Now we perceive, that just as Congress is about to meet, certain newspapers of the Confederacy are preparing the way for discussions in that body about some other method of obtaining peace. The other method suggested, in so far as we can comprehend it, consists in the several States of the Confederacy taking the matter out of the hands of the confederate government, ignoring the government and the army, and all that army has done and suffered for the independence of the Confederacy, and then making peace, each State for itself, as best it can. There would be an honorable peace!

We are sorry to have to mention that such an idea has shown itself. It was believed that it was confined to about two newspapers, both of Raleigh, North-Carolina. But something very similar is to be found in two other newspapers of Atlanta. As it is extremely essential that the time of this Congress should not be diverted for one instant from the business of carrying on the war by any vain palaver about peace, peace, when there is no peace, we reluctantly advert to the disagreeable circumstance in order that the small distracting element may be disposed of and made innocuous the more speedily.

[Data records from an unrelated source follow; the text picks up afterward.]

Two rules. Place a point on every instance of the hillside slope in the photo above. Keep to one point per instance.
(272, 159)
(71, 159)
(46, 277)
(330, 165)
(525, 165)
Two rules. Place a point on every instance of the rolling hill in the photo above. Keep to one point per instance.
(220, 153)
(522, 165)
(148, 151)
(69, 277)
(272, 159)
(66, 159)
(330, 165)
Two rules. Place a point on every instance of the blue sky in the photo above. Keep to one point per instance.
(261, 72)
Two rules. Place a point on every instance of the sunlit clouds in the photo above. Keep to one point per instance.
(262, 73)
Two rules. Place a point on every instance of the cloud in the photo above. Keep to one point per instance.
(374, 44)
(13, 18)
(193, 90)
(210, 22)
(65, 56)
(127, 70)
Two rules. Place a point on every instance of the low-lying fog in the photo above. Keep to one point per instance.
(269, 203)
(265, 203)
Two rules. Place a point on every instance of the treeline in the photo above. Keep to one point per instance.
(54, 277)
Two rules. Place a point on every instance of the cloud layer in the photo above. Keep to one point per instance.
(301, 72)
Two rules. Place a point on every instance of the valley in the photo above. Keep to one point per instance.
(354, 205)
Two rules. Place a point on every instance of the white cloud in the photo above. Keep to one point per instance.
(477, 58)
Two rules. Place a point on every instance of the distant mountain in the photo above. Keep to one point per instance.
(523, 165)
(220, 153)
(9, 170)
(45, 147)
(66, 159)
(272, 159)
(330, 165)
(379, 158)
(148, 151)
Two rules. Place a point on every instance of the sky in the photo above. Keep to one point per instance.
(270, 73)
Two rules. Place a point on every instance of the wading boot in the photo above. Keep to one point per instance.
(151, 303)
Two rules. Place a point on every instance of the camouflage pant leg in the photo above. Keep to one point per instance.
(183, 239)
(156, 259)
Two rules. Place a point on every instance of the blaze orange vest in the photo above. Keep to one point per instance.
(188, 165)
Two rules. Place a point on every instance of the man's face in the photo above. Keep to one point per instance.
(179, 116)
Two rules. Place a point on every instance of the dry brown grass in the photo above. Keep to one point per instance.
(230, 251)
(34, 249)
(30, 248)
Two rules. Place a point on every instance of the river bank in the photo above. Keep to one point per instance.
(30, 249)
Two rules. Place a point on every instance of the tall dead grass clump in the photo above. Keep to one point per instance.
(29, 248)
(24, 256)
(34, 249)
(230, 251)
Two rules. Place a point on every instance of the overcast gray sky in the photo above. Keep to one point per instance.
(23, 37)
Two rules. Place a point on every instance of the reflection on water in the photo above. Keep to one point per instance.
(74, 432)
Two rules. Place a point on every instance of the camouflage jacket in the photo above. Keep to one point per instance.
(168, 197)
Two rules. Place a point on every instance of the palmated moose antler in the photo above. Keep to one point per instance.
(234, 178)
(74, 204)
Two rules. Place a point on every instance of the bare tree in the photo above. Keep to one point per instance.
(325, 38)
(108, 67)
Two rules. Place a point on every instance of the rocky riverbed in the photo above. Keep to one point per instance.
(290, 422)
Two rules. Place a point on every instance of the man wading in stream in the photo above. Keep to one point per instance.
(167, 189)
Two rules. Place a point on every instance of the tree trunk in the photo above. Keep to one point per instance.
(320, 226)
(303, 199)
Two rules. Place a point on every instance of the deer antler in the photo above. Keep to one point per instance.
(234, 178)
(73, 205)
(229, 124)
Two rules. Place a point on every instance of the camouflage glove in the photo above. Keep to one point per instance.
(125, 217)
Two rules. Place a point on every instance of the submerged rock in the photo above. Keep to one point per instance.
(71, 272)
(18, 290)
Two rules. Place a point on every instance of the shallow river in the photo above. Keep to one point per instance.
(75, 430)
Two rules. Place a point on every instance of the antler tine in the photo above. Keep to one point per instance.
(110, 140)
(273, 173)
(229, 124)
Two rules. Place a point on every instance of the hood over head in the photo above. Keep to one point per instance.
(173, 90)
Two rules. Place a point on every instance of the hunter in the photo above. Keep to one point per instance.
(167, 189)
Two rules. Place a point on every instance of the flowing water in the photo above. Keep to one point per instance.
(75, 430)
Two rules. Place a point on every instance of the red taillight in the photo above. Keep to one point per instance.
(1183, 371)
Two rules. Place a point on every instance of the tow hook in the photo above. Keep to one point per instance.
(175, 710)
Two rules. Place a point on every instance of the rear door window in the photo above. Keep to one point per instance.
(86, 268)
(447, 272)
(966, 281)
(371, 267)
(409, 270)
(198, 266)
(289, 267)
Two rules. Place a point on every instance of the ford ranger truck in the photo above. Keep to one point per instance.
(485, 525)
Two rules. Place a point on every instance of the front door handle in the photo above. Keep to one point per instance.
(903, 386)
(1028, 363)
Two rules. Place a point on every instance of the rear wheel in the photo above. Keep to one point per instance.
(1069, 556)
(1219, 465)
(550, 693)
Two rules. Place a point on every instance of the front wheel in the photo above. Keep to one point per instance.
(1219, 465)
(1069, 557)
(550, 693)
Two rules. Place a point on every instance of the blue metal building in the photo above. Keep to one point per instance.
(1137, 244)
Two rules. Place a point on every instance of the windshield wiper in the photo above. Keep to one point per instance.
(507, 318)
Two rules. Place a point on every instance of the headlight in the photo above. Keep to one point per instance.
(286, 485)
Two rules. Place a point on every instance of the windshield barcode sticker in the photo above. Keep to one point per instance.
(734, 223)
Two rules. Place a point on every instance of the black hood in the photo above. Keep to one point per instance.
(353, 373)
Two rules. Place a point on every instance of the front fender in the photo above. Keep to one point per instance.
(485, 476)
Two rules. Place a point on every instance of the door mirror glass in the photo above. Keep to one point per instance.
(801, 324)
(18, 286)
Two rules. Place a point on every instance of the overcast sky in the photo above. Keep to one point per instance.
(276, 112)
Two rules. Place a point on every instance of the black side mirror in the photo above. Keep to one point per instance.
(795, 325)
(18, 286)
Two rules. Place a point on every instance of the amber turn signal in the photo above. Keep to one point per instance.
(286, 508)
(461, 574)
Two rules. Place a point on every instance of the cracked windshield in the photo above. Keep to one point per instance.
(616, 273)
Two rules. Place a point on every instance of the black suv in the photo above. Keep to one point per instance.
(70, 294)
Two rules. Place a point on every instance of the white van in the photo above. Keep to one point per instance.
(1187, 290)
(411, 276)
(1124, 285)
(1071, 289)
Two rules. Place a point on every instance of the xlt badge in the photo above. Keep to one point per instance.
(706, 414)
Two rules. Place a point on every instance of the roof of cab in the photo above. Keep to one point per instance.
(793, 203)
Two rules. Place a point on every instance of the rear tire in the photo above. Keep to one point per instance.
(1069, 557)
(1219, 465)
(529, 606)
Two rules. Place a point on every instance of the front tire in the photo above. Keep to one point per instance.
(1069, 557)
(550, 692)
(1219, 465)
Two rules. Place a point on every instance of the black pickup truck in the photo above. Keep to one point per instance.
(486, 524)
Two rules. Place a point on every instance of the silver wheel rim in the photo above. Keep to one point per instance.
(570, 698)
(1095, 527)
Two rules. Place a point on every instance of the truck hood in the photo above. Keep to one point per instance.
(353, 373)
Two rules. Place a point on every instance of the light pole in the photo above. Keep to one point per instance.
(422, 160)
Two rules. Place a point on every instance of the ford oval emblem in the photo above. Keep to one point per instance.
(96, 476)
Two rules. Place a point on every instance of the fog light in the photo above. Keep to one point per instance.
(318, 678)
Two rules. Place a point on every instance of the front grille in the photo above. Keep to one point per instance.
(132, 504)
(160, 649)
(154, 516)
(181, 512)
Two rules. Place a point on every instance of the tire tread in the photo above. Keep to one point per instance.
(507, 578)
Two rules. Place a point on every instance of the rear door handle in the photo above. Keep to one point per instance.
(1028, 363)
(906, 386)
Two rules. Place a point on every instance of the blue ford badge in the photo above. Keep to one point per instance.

Governor Vance, in a message to the Legislature of North Carolina, said: We know, at last, precisely what we would get by submission, and therein has our enemy done us good service ? abolition of slavery, confiscation of property, and territorial vassalage. These are the terms to win us back. Now, when our brothers bleed and mothers and little ones cry for bread, we can point them back to the brick-kilns of Egypt ? thanks to Mr. Seward--plainly in view, and show them the beautiful clusters of Eschol which grow in the land of independence, whither we go to possess them. And we can remind them, too, how the pillar of fire and the cloud, the vouchsafed guidon of Jehovah, went ever before the hungering multitude, leading away, with apparent cruelty, from the fulness of servitude. With such a prospect before them, people will, as heretofore, come firmly up to the full measure of their duty if their trusted servants do not fail them. They will not crucify afresh their own sons, slain in their behalf, or put their gallant shades to open shame, by stopping short of full and complete national independence.